By Heidi Simmons
It seems the term “autobiography” has been replaced by “memoir.” And for good reason: Sharing personal experiences is far more potent than simply recounting one’s life.
In Oliver Sack’s On The Move (Alfred Knopf, 416 pages) and Etgar Keret’s The Seven Good Years (Riverhead Books, 192 pages) literary men share their passion for narrative through the highs and lows of their own life story.
On The Move is the personal story of the physician and author behind the wonderful non-fiction work Awakenings, The Man Who Mistook His Wife for a Hat and ten other amazing books about human beings and the complicated nature of the brain and perception.
Sacks, who recently turned 82, reveals his love for science and writing. He begins with his obsession for motorcycles. Sent away to boarding school during the war in England, motorbikes represented freedom and power. The book is constructed with the big moves in his life and significant trips that include America, Israel, Amsterdam and Norway.
A brilliant child by all accounts, Sacks never boasts or brags. He simply puts his life in context to the world he so acutely observes. He was a curious child growing up in a household where he was encouraged to explore his interests.
Sacks’ parents were both physicians; his mother a surgeon and father a general practitioner who worked from home. Sacks was the youngest of four boys. His two eldest brothers became medical doctors as well. The other, just as brilliant, became schizophrenic.
Sacks shares the difficulty of being gay in England, where homosexuality was illegal. His mother called him as an abomination. Indeed, the book includes his search for love, but mainly stays around his maturation into adulthood as he pursued a career as a prominent neurologist. During this time he discovered his ability to write about his patients and experience.
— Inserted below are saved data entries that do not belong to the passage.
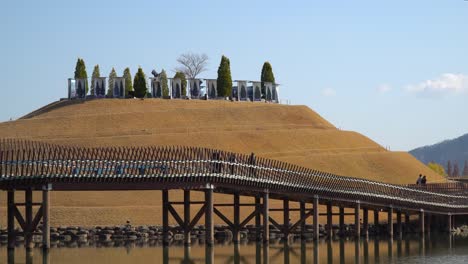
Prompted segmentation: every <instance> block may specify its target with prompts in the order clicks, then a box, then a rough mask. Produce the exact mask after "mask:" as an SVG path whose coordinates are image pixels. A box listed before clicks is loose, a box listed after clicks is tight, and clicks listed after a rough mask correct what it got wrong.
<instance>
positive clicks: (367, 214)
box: [362, 208, 369, 239]
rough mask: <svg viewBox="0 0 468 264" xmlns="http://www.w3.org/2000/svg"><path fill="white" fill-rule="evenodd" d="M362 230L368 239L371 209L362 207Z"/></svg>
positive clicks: (363, 232)
mask: <svg viewBox="0 0 468 264" xmlns="http://www.w3.org/2000/svg"><path fill="white" fill-rule="evenodd" d="M362 232H363V234H364V237H365V238H366V239H368V238H369V209H367V208H363V209H362Z"/></svg>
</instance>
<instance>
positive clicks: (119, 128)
mask: <svg viewBox="0 0 468 264" xmlns="http://www.w3.org/2000/svg"><path fill="white" fill-rule="evenodd" d="M30 116H31V117H30V118H27V116H26V118H23V119H20V120H17V121H14V122H5V123H0V138H27V139H34V140H44V141H47V142H54V143H60V144H70V145H81V146H143V145H186V146H203V147H209V148H217V149H223V150H229V151H234V152H240V153H251V152H254V153H255V154H256V155H258V156H263V157H269V158H272V159H278V160H282V161H287V162H290V163H294V164H298V165H301V166H305V167H310V168H313V169H318V170H322V171H327V172H332V173H336V174H341V175H348V176H355V177H361V178H367V179H375V180H379V181H385V182H391V183H397V184H405V183H413V182H414V180H415V178H416V176H417V175H419V173H424V174H426V175H427V177H428V179H429V181H442V180H443V178H441V177H440V176H438V175H436V174H435V173H433V172H432V171H431V170H429V169H428V168H427V167H426V166H424V165H423V164H422V163H420V162H419V161H417V160H416V159H415V158H413V157H412V156H411V155H409V154H408V153H401V152H389V151H386V150H385V149H384V148H382V147H381V146H379V145H378V144H376V143H375V142H373V141H372V140H370V139H369V138H367V137H365V136H363V135H361V134H358V133H356V132H351V131H341V130H338V129H337V128H335V127H334V126H333V125H332V124H330V123H329V122H328V121H326V120H325V119H324V118H322V117H321V116H320V115H318V114H317V113H315V112H314V111H312V110H311V109H310V108H308V107H305V106H286V105H277V104H266V103H247V102H226V101H199V100H197V101H195V100H194V101H183V100H172V101H171V100H159V99H146V100H117V99H108V100H93V101H87V102H85V103H80V104H67V105H64V106H62V107H58V108H54V109H47V111H44V112H42V113H41V112H40V111H36V112H35V113H34V115H30ZM194 195H195V194H194ZM1 199H2V200H3V199H4V197H2V198H1ZM219 199H221V200H223V199H227V200H229V201H230V200H231V199H232V198H231V197H227V198H226V197H225V196H224V197H223V196H220V198H219ZM52 204H53V208H52V210H53V211H52V216H53V218H52V220H53V224H55V225H59V224H75V225H78V224H80V225H94V224H120V223H123V222H124V221H125V220H127V219H129V220H131V221H132V222H134V223H142V224H149V223H154V218H155V217H156V218H157V221H159V216H158V215H159V213H160V205H161V203H160V193H159V192H156V191H155V192H153V191H146V192H101V193H98V192H73V193H60V192H57V193H53V195H52ZM194 210H196V208H194ZM0 211H2V209H0ZM3 211H4V210H3ZM227 214H229V212H227ZM4 219H5V218H4V217H0V221H3V220H4Z"/></svg>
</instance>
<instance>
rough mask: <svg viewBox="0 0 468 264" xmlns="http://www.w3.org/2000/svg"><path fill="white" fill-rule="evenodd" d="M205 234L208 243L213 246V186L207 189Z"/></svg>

He includes the catalyst and circumstances for many of the books he authored.
Ultimately, the memoir is his discovery that he is an author first and that writing is his gift and greatest pleasure — perhaps even an addiction. Using journals he kept from the age of 14 and letters he wrote to friends and family, and the return responses, he reconstructs important moments in his life. “I find these old letters a great treasure, a corrective to the deceits of memory and fantasy.”
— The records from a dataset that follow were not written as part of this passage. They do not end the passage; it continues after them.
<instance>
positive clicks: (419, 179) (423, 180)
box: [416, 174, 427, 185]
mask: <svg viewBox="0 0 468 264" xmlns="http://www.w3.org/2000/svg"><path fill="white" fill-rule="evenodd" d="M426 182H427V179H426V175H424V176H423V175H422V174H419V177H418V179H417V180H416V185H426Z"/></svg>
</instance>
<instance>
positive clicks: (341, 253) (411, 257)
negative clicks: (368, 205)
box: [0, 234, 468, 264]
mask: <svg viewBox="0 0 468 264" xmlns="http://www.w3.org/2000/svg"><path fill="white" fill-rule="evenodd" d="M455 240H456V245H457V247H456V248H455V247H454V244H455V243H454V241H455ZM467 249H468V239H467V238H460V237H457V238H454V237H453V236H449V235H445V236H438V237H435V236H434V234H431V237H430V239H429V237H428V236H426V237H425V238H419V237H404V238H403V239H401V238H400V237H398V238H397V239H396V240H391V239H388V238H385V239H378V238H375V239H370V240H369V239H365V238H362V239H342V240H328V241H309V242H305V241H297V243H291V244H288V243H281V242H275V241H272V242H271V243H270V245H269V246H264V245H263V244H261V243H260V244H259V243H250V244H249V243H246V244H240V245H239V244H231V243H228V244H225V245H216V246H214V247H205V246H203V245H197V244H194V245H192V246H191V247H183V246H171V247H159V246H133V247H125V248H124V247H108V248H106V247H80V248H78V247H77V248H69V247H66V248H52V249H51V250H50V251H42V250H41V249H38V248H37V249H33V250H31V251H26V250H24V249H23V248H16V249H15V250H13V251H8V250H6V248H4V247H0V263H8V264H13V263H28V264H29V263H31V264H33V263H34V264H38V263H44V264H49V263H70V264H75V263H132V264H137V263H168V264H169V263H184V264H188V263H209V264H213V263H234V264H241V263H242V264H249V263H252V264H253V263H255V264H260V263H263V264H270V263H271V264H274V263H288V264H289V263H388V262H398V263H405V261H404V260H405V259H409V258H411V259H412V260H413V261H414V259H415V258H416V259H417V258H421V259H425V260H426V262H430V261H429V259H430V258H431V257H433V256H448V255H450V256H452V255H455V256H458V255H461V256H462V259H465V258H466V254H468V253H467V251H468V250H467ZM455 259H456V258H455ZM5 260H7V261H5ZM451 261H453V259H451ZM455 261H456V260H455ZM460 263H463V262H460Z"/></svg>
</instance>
With easy prose and a generous spirit, Sacks doles out his life like the proverbial open book. Unashamed and fearless, he shares his passion for scientific discovery, the human species and the joy of being able to write about it.
The Seven Good Years is Keret’s account of life beginning with the birth of his son and ending with the death of his much beloved father. It’s all set with the backdrop of a turbulent Israel.
With short, witty chapters that cover a seven-year period, Keret shares a world in conflict – metaphorically, personally and literally. It begins with his wife giving birth as doctors run to help victims of a terrorist attack.
A first generation Israeli, Keret’s parents are Polish immigrants who survived the war. His mother was the only survivor in her family. His father’s family was carried out of a hiding place by the Russians. The hidey-hole was so small the family’s muscles had atrophied.
Keret’s sister marries into a Jewish Orthodox family and is considered “wed and dead” since she can no longer associate with her secular family. During a missile attack, Keret’s “nervous” seven-year-old son becomes part of “pastrami sandwich” between his folks when the family takes cover in a ditch — a game they hope not to play again.
There are lighter moments. When Keret attends a writer’s festival in Germany, he fights with a guy who he thinks is insulting him as a Jew, when in fact, he has misunderstood the language. The guy was upset about a car parked illegally.
My favorite story is in “Year Four” called “Bombs Away.” When Keret hears that Iranian President Ahmadinejad wants to annihilate Israel, he and his wife stop worrying about upkeep on their house. He only sprays cockroaches because they’ll survive the nuclear attack.
They spend their money and run up debt since life as they know it may soon end. But in a dream, Ahmadinejad comes to Keret, hugs him and kisses both cheeks and whispers in perfect Yiddish, “My brother, I love you.” The next day Keret fixes the plumbing and cleans the house.
All the stories over the seven years are charming tales of life in an uncertain world. Keret has a beautiful way with narrative that is filled with humanity and insight. As a father, he paints a picture of a tenuous lifestyle. The subtext is desperate — he only wants peace and a better life for his son, family and country.
I enjoyed both these books and found them to be complimentary companion pieces. They made me laugh and brought me close to tears.
Each author tells of sitting Shiva after the death of a parent. Although both Sacks and Keret are secular Jews, they are deeply moved by this act with their siblings and it changes them as human beings. They are able to better reflect on their own lives.
During his mandatory service with the Israeli Army, Keret wrote his first short story. When he shared it with his brother, he realized he had transmitted his feelings from his mind into his brother’s mind. “I had discovered magic that I needed to help me survive…”
Author Sacks concludes his book: “Over a lifetime, I have written millions of words, but the act of writing seems as fresh, and as much fun as when I started it nearly seventy years ago.”
Sacks and Keret thrive by writing about the mystery of life. Whether an entire life or just a snapshot, both authors embrace powerful memories and bring universal meaning to the graceful words they put on the page.